The above measures could be opposed, of course, on grounds that they would be costly to shareholders. Shareholders, it might be argued, should not bear the costs resulting from the decision of, say, a group holding 5% of the shares to nominate a director. As I explained above, however, an improved corporate elections process would be in the interests of companies and shareholders at large. The proposed measures would not expend corporate resources on proposed directors whose chances of winning are negligible. Companies would be required to expend some resources only on the condition that a candidate has sufficient initial support and perhaps also on the condition that the candidate obtained sufficient support in the ultimate vote. These limited amounts that companies would have to spend under these measures would be a small and worthwhile price to pay for an improved system of corporate governance.

Beyond Short Slates

As I emphasized, there is compelling need to take steps to enhance shareholder ability to exercise their theoretical power to replace directors. Thus, as between the status quo and the short slate proposal, the latter is clearly preferable. It would be desirable, however, to go beyond the short slate proposal and to enhance shareholders' ability to replace all or a majority of the directors.
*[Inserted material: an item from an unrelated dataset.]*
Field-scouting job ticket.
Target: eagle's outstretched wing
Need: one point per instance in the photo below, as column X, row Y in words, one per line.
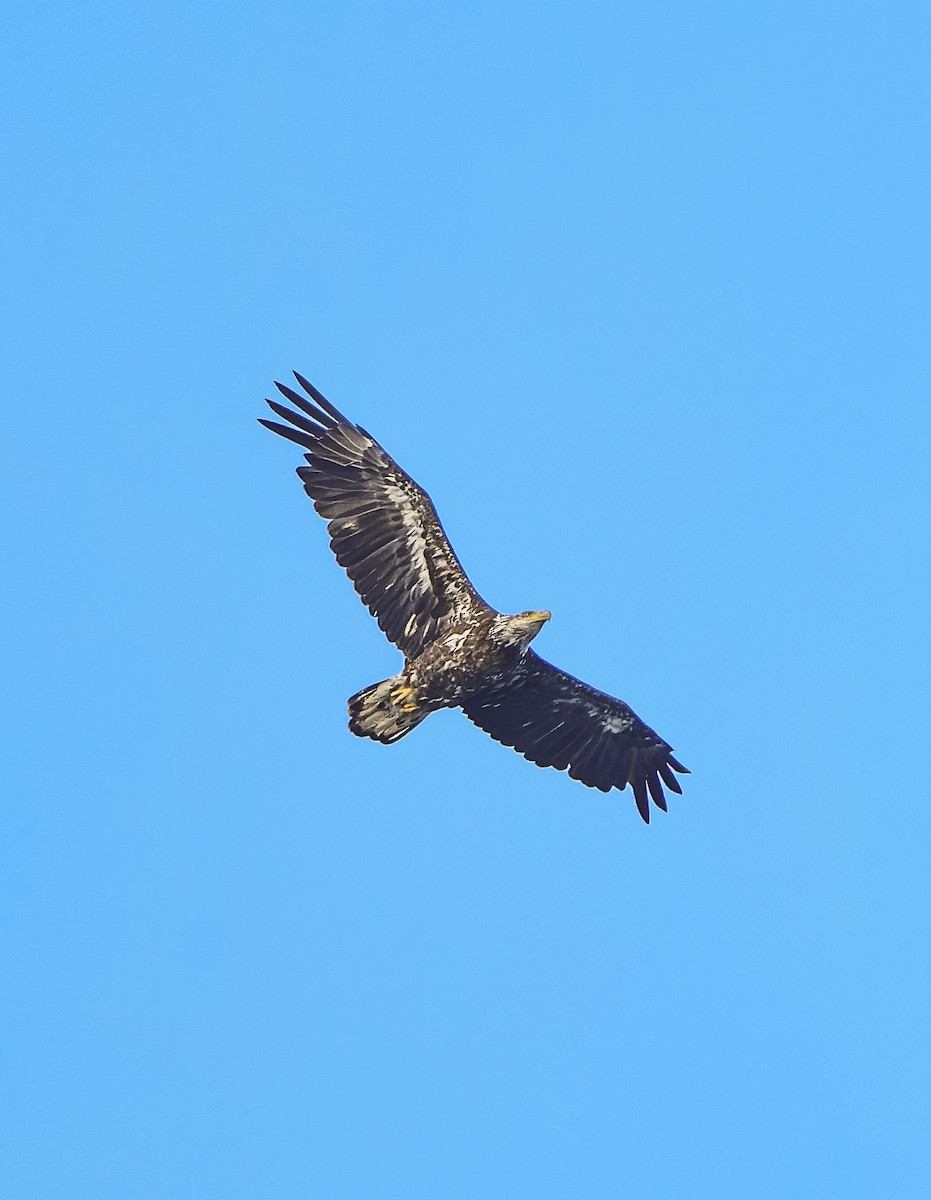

Providing shareholders with a more effective power to replace a majority of the directors would have a much greater payoff in terms of improving corporate governance than facilitating short slates. While the election of one director might sometimes have a merely symbolic effect, the election of a new team can ensure change when one is needed. And facilitating contests for control might provide directors with much stronger incentives to be attentive to shareholder interests.

Interestingly, shareholders might sometimes be willing to vote for a full slate nominated by shareholders even though they would be reluctant to vote for a short slate (which would produce a more modest change). The reason for this is that, even when shareholders prefer a change in governance, they might sometimes feel that electing a short slate would lead to discord on the board without effecting sufficient change. In such a case, they might not vote for a short slate, but, if given the opportunity, they might well vote to replace the incumbent directors with an alternative slate.

There are various ways in which contests for control can be facilitated to make the threat of replacement meaningful in a way that it is not today. The Commission could permit groups of shareholders with sufficiently large ownership stake and sufficiently long holding period to add an alternative slate to the company's proxy card. The Commission could also require that companies distribute to shareholders proxy statements made by such proposed directors. I discuss these and other ways of facilitating corporate elections elsewhere. Here I wish only to urge the Commission to expand its review to consider changes in the proxy rules in connection with shareholder-nominated full slates.

I would be happy to discuss any of the above points and proposals with the staff of the Division of Corporation Finance. I can be reached at (617)-495-3138 or Bebchuk@law.harvard.edu.

Very truly yours,

__/s/Lucian A. Bebchuk_______________________
Lucian A. Bebchuk, William J. Friedman and Alicia Townsend
Friedman Professor, Harvard Law School

cc. William H. Donaldson, Chair
Paul S. Atkins, Commissioner
Roel C. Campos, Commissioner
Cynthia A. Glassman, Commissioner
Harvey J. Goldschmid, Commissioner
Alan L. Beller, Director of Corporation Finance

1 See Lucian Arye Bebchuk, "The Case for Empowering Shareholders," March 2003, available on SSRN at http://papers.ssrn.com/abstract=387940; Lucian Arye Bebchuk, "Shareholder Access to the Ballot," forthcoming as Olin Discussion Paper, Harvard Law School (2003).
2 Blasius Industries v. Atlas Corp, 564 A.2d 651, 659 (Del. 1988).
3 Robert Charles Clark, Corporate Law § 9.5, at 389-94 (1986).
4 See Lucian Arye Bebchuk & Marcel Kahan, A Framework for Analyzing Legal Policy Towards Proxy Contests, 78 Cal. L. Rev. 1073 (1990).